Example project with an implementation of the Scrapy Framework executed from code, handling code and request errors, and exporting the extracted data to a CSV file.
The execution is in the app.py file. It initializes the crawler with the options of the spider_nest/settings.py file, load the spiders and execute them.
The spiders extends the class SpiderHandler of the spider_nest/spider_handler.py file, which has methods to handle code and request errors, and some variables for generate statistics.
When a spider returns an object, it's catch by the process_item() function of the spider_nest/pipelines.py file, where it's written to a CSV file in the root of the project.
If an spider raises an error, it's handled by the SpiderHandler, and all following requests are turned down by the DownloaderMiddleware of the spider_nest/middlewares.py file, to prevent extract incomplete results (This can change according to the needs of each spider).

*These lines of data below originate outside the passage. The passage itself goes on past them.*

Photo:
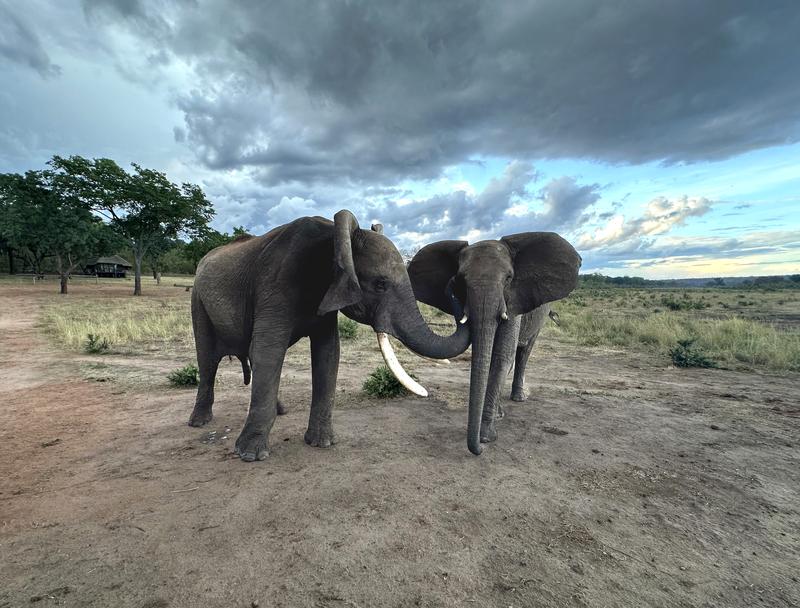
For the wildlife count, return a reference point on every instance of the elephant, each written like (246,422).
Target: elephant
(255,297)
(503,288)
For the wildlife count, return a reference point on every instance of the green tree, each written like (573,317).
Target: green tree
(49,223)
(144,207)
(10,224)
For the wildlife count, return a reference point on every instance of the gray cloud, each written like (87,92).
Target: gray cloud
(379,91)
(20,44)
(669,251)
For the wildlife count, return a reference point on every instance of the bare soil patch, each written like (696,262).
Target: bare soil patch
(621,482)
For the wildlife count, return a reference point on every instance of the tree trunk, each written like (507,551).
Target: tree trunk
(137,274)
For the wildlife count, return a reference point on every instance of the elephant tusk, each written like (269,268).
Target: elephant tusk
(394,366)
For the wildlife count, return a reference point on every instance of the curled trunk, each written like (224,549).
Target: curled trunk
(415,334)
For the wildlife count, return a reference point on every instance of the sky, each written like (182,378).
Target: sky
(662,139)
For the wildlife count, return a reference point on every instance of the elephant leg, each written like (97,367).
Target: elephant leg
(324,371)
(518,392)
(207,364)
(267,352)
(502,357)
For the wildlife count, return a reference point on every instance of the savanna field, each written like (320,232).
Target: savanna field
(737,328)
(655,462)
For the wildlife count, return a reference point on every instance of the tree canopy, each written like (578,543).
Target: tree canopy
(143,207)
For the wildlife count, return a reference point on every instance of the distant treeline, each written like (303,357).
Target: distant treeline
(58,218)
(773,282)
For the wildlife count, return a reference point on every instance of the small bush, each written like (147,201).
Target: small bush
(382,383)
(686,354)
(96,345)
(185,376)
(348,329)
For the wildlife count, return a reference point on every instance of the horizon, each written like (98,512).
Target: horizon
(662,141)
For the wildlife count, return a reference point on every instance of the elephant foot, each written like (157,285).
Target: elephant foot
(251,445)
(488,432)
(519,394)
(321,437)
(201,416)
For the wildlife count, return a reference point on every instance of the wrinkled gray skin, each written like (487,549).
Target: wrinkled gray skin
(530,326)
(514,277)
(256,297)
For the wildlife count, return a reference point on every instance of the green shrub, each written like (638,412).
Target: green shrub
(185,376)
(96,345)
(382,383)
(686,354)
(348,329)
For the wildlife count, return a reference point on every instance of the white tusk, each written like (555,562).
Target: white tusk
(394,365)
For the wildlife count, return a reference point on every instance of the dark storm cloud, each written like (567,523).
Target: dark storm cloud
(20,44)
(379,91)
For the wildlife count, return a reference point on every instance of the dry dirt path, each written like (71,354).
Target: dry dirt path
(621,483)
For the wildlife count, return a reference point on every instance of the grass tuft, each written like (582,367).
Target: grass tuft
(185,376)
(382,383)
(96,345)
(686,354)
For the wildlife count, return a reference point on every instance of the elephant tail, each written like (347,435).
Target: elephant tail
(245,369)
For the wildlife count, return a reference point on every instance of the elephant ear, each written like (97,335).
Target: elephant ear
(344,289)
(431,269)
(545,269)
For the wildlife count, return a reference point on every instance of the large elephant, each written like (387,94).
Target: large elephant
(501,286)
(255,297)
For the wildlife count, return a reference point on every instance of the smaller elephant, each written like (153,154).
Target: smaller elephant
(503,289)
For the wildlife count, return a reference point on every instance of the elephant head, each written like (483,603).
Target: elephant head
(492,281)
(370,285)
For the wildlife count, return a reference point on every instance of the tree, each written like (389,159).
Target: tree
(46,222)
(10,226)
(143,207)
(155,254)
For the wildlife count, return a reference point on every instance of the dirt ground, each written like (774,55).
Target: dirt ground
(621,482)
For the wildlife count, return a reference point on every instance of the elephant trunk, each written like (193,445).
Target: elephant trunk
(412,330)
(484,327)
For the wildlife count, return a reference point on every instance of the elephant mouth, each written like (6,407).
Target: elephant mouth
(394,366)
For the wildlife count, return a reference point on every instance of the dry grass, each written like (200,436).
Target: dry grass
(738,328)
(637,319)
(127,323)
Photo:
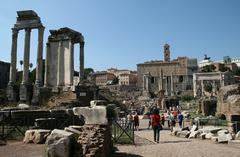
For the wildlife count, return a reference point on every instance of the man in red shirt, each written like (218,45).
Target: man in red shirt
(156,125)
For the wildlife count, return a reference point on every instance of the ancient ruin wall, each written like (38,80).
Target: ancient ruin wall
(229,100)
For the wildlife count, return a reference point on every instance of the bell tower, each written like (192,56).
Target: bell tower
(166,53)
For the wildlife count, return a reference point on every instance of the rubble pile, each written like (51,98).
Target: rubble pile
(212,133)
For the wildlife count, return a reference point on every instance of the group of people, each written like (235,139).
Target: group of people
(157,121)
(133,118)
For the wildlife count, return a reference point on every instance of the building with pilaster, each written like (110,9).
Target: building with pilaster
(172,76)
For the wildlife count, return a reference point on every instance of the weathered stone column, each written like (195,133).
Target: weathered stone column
(47,65)
(26,56)
(81,72)
(194,85)
(202,85)
(39,67)
(71,63)
(144,82)
(59,79)
(12,77)
(172,91)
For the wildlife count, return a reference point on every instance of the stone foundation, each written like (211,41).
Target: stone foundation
(80,141)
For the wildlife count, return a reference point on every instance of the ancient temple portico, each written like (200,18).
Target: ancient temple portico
(60,58)
(26,20)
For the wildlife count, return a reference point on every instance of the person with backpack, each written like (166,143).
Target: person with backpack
(156,125)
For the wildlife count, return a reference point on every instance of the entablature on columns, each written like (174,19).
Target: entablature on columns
(27,19)
(66,33)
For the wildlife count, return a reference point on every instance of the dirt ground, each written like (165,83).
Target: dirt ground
(169,146)
(18,149)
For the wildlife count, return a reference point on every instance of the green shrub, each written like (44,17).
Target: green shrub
(187,98)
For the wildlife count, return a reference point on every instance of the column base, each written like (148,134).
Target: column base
(25,92)
(40,95)
(12,92)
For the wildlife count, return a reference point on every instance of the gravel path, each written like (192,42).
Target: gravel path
(171,146)
(18,149)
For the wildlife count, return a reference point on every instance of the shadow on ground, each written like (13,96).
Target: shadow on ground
(174,141)
(126,155)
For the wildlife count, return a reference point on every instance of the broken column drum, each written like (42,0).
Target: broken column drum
(60,58)
(26,20)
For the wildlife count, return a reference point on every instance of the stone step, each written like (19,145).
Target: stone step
(235,143)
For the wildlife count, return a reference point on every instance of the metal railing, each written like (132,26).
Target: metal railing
(122,131)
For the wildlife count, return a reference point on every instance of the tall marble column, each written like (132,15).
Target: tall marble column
(71,68)
(12,77)
(25,78)
(39,65)
(59,74)
(202,85)
(81,72)
(172,91)
(47,65)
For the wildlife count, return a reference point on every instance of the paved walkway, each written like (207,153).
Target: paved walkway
(171,146)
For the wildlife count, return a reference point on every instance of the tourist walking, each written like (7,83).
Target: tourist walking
(180,119)
(163,119)
(150,121)
(156,125)
(136,121)
(129,118)
(172,122)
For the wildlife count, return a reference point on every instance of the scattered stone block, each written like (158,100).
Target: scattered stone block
(37,136)
(211,129)
(214,138)
(95,115)
(194,134)
(184,134)
(58,144)
(194,128)
(79,128)
(209,135)
(2,142)
(23,106)
(237,136)
(203,136)
(72,130)
(234,143)
(223,132)
(185,128)
(224,138)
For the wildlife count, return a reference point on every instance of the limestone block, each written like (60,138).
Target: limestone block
(203,136)
(214,138)
(72,130)
(59,143)
(209,135)
(194,134)
(211,129)
(234,143)
(2,142)
(77,127)
(95,115)
(237,137)
(194,128)
(23,106)
(185,128)
(184,134)
(37,136)
(224,138)
(223,132)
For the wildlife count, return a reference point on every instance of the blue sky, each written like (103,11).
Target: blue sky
(123,33)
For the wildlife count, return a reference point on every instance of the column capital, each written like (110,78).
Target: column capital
(28,29)
(41,28)
(82,44)
(14,31)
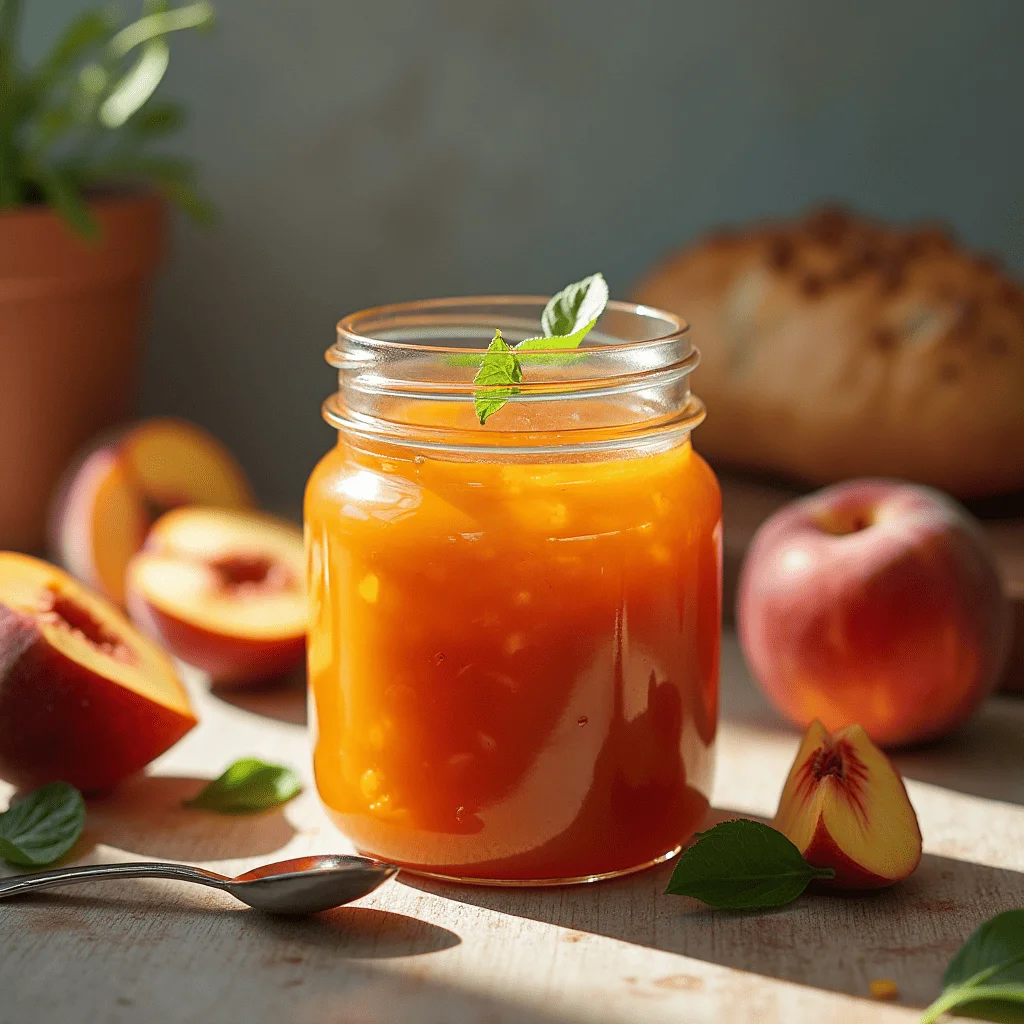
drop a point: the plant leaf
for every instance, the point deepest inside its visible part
(573, 307)
(988, 968)
(743, 864)
(137, 85)
(60, 190)
(160, 23)
(43, 826)
(248, 786)
(500, 367)
(87, 31)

When the spider finish its execution, it's executed the close_spider() function of the spider_nest/pipelines.py file, where the statistics of the spider execution are printed.
Clone the repository
git clone https://github.com/dmarcosl/scrapy-playground
Create a virtual environment and activate it
cd scrapy_playground
python3 -m venv venv
. venv/bin/activate
Install the Scrapy library
pip3 install -r requirements.txt
or
pip3 install scrapy==1.6.0
Execute it
python3 app.py